А дальше сказать: потому и есть боярин, князь, город, власть, купцы, монастыри, соборы, рати, царства, налоги, дани — ибо есть дом, срубленный руками смерда. Есть пристанище жизни. Есть якорь и корень, пущенный в землю, и из корня этого растет (а без него не растет и не стоит) все: от даней и кормов до гордых собраний книг, красно украшенных проповедей, красоты и добра и до государственной власти. И самое слово Родина, за которое идут на смерть, начинается здесь, в избе. И дань берут с дома, «с дыма» — с дома, в котором топится печь. Все из этого корня, от дома. Своего. Отцова. Прадеднего. Сработанного своими руками. На своей земле. В своей (и только тогда и своей!) стране, волости, княжестве, государстве.
Федор, приехав домой, увидел, что все было поздно и не вовремя. Лес вывезен, но навален без толку. Да и не диво: без хозяйского глаза и друг путем не сделает. К тому же, как на грех, все ближники были в нетях. Дядя Прохор сильно порезался горбушей и лежал, сыновья были в разгоне, дед Никанор «устарел», как он сам сказал, а сын его — плотник, каких мало, подрядился на княжую работу в Переяславль. Так что, хоть осень и стояла сухая на диво, надо бы было отложить на год. Но Федору как шлея под хвост попала:
— Мне к зимы нать уезжать, а там поход придет али еще что, тут все погниет той поры!
— Дак рубить, как у всех, и не дури! — кричал Грикша. — Княжой терем ему нать!
Дед Никанор скреб в затылке:
— Вот бы тебе, Федюха, покойный Гавря Сухой, царство ему небесное, помог! Жаль, не застал ты его. А помнишь, може? Хромал еще? Тот бы тебе и срубил, лучше не нать, а отделывал! Мастер добрый. Пьяница! Ну уж отделает
— любота! На Клещине знашь Павшины хоромы? Его работа!
У Фени при слове «терем» глаза — как свечки. Сын посапывал. Федор походя совал ему палец. Ухватывал уже крепко. Что там ни говорил брат, Федор уперся:
— Терем и поставлю!
Приходилось искать стариков. Через людей указали мастера: Петра с Мелетова.
— А, Пеша! — толковали у Никанора. — Пеша-то, ну, он может…
При имени Пеши улыбались, качали головами.
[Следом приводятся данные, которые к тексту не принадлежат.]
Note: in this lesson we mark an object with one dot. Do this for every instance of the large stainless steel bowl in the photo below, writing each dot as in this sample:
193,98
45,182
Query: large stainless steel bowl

— Почто Пешей зовут? — спрашивал Федор.
— А не заслужил он, Петром-то, Ивановым чтоб! — отвечала Никанориха.
— Был когды-то в силе, почище Прохора, а на руку оказался не чист. Пеша, он Пеша и есть! Гляди только, пить ему не давай, Пеше-то!
У Прохора говорили то же самое.
Наконец Пеша явился. Осмотрел лес, похвалил. Сидели в избе. У него было твердое, в мелких морщинках лицо, руки крепкие — еще в силе мужик. Пеша хлебал уху, сказывал. Сказывать он умел интересно. Как был с покойным Олфером Жеребцом, как не сошелся с Гаврилой Олексичем. Федор припомнил, что во время костромского взятия как-то упоминалось Пешино имя и позже опять, когда наезжал Олфер.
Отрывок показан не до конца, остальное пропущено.